Needless to say, Held -- who is now a partner at Tatum Partners, a professional services firm in Atlanta -- declined. "You have a great deal of foresight," he told the exec. "This isn't quite possible right now, but we're going to keep an eye on it." Thus the marketing guy went away flattered, and Held turned him down cold with no ill effects.

This is by no means an easy thing to do, and since Held's days at Mattel, it has only gotten tougher. In today's corporations, IT is supposed to be an enabler, a conduit rather than a gatekeeper. When a line-of-business executive proposes a project, IT is supposed to make it happen.

Unfortunately, some of those ideas are too risky, difficult to justify given the company's overall IT picture or just plain hare-brained. But the IT executive who says no may be putting his career on the line.

The key, according to CIOs, project managers and other experts, is to ask for and provide facts until the person who made the request is forced to acknowledge that the idea won't fly.

'Press Statement' Method

"You need to get everyone to recognize risks and alternatives," says Jerry Luftman, author of Competing in the Information Age: Align in the Sand (Oxford University Press, 2003) and a professor at the Stevens Institute of Technology in Hoboken, N.J. "You can't just say no, put your hands over your ears and walk away. You want to get them to recognize why the answer has to be no; that's the trick."

This diplomacy may not come naturally to many in IT, a discipline long known for bluntness. Carolynn Benson, a senior consultant at Bedford, N.H.-based Ouellette & Associates Consulting Inc., says that in training courses, she teaches clients to say no with a "press statement" -- a positively worded refusal. "The way to say no is with options," Benson says.

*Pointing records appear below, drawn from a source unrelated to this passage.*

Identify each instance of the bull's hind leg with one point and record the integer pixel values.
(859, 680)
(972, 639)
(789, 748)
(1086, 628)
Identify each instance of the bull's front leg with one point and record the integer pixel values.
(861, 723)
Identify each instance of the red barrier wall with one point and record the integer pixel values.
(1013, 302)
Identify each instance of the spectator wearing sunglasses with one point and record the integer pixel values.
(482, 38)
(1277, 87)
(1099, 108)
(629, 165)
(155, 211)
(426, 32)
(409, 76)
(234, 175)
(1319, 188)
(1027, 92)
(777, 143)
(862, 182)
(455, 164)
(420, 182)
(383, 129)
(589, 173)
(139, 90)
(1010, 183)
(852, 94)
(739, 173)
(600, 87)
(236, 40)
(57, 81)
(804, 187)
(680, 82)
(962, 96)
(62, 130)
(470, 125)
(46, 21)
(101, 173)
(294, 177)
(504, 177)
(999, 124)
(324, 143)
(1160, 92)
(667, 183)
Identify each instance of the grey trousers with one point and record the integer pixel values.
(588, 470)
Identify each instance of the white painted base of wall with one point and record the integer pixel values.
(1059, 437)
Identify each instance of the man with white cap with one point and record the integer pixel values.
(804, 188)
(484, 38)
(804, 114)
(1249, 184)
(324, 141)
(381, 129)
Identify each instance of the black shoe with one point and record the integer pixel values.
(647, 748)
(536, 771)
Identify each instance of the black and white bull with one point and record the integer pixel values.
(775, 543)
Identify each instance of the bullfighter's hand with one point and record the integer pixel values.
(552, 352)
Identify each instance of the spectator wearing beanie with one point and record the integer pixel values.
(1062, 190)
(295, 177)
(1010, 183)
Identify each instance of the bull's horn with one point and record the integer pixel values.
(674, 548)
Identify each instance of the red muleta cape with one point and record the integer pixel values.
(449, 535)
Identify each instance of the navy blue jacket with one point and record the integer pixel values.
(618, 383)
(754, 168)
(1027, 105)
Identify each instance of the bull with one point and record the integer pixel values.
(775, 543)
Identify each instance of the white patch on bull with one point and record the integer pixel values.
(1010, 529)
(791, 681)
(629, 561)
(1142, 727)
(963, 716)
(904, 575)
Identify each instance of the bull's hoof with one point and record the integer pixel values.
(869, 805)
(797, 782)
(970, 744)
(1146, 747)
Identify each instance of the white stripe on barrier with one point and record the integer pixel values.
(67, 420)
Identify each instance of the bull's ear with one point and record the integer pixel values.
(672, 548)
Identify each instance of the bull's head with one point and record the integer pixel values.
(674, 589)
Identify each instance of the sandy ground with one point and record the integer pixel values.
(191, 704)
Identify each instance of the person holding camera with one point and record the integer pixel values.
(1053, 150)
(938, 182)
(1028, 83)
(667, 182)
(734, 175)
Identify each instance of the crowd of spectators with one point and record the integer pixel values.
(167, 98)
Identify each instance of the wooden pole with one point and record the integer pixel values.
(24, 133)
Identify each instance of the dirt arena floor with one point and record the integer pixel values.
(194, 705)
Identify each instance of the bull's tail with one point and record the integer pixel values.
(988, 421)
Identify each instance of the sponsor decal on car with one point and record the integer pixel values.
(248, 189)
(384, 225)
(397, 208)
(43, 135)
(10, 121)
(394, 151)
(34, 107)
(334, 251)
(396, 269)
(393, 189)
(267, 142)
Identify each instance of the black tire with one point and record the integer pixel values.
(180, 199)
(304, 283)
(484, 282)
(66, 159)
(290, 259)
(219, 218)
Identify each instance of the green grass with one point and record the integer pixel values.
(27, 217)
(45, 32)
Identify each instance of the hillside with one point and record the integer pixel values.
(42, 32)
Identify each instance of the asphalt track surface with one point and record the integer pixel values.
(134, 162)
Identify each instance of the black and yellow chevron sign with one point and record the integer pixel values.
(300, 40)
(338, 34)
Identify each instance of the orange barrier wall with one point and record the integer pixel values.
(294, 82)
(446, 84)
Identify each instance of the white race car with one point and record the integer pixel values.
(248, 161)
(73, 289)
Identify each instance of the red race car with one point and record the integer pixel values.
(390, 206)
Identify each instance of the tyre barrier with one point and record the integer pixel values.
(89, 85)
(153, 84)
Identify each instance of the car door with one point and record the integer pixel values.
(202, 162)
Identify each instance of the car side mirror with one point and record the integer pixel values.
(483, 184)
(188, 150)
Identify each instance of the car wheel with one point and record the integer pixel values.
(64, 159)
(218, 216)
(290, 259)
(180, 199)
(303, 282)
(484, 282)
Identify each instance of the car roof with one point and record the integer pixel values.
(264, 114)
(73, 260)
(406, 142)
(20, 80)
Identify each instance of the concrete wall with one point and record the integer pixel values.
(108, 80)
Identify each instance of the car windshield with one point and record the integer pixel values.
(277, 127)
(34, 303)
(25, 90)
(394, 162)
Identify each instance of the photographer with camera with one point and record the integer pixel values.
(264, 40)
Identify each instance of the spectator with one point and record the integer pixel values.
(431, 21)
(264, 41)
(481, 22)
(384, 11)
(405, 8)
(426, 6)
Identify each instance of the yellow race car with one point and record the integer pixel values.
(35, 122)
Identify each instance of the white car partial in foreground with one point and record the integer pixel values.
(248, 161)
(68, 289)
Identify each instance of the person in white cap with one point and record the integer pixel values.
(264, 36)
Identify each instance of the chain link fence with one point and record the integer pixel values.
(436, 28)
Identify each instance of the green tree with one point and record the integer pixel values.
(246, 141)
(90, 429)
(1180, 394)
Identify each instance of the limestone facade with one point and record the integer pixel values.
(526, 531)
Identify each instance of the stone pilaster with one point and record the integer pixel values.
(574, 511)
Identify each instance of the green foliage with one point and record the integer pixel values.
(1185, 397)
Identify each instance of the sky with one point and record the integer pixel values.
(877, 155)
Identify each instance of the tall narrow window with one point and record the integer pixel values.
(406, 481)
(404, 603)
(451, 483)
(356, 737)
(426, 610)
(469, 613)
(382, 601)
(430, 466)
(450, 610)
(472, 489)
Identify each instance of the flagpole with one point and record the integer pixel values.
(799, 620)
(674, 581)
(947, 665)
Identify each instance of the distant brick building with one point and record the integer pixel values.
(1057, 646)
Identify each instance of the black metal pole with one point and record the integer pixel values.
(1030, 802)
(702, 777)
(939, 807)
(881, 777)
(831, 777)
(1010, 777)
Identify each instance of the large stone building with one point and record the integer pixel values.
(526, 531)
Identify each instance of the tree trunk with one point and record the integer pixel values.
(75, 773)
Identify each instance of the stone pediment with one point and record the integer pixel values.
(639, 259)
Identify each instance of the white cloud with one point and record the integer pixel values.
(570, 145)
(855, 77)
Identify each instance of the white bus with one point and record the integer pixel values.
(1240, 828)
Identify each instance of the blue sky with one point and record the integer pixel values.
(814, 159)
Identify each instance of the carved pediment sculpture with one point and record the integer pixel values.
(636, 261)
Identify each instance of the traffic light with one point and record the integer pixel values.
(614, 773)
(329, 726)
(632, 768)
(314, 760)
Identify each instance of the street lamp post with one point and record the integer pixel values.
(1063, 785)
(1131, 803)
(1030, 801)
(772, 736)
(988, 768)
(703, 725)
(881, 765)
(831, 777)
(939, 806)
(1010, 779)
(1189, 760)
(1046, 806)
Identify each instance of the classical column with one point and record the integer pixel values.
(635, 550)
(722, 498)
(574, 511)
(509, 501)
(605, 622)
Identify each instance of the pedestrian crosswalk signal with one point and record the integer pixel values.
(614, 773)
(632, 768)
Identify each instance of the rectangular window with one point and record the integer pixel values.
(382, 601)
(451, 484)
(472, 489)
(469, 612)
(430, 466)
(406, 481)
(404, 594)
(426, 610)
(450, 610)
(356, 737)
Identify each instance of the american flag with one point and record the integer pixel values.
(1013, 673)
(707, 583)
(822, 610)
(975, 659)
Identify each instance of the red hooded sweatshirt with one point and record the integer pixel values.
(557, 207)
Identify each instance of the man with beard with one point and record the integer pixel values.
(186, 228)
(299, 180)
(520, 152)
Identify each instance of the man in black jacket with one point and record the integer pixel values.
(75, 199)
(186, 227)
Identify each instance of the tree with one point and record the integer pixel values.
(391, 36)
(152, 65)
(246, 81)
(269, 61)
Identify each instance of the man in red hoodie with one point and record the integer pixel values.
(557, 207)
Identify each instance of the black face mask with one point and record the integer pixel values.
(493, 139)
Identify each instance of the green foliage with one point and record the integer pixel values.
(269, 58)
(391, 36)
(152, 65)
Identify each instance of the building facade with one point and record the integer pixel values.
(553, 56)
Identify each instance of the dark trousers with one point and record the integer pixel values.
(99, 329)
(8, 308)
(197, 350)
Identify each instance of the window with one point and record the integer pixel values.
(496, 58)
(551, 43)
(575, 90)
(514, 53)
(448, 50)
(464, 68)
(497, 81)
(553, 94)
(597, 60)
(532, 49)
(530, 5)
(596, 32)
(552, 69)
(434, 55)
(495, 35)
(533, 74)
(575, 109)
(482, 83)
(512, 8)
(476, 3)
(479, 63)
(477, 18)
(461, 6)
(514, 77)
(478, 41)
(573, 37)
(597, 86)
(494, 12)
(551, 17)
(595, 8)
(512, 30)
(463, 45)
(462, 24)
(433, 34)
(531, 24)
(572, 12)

A typical hell-no press statement might begin, "IT is committed to helping your department meet its business goals. After reviewing your proposal, we believe the following options will help achieve those goals and provide value for the company." Absent from the list of options, of course, is the one proposed by the manager.

What do you do when an executive doesn't like this answer? "You push back with your press statement," she says. If things get ornery, you bump the conflict up to the next level with another statement: "The person who can put your request back on track is the CEO. Shall we go to the CEO together and present our arguments?"

Frequently, the big "no" concerns a completely unrealistic time frame for a project. Then IT is not so much refusing to tackle the project as making sure it gets the time needed to do the job properly. Dave Berg, CIO at Salt Lake City-based O.C. Tanner Co. and president-elect of the Society for Information Management's InterMountain Chapter, tells of a recent dust-up.

For more than half a decade, the employee-award company had wanted to automate certain pricing and product-replacement tasks in its backbone application, but the request always fell to the bottom of the pile. Late in 2004, without warning, the head of manufacturing and the chief operating officer "decided all of a sudden that this was the most important thing in the world," Berg says, and they wanted it in January. Berg countered with March. They compromised on February.

IT was on target to make the release date, but an error was discovered in testing. Then came the moment of truth: Berg faced heavy pressure to release the feature with a significant flaw. He'd been forced into a tough spot: A buggy release would cause hundreds of employees to grumble and blame IT. On the other hand, Berg might be viewed as obstinate, a typical perfectionist techie, if he insisted on holding up the release to fix the error.

He held his ground and insisted on additional programming and testing, followed by a clean March release.

Were there some tense discussions when Berg demanded to let the schedule slip? Sure. But that's not the end of the world. As Berg puts it, "If you never say no, you must be a yes man -- and nobody likes a yes man."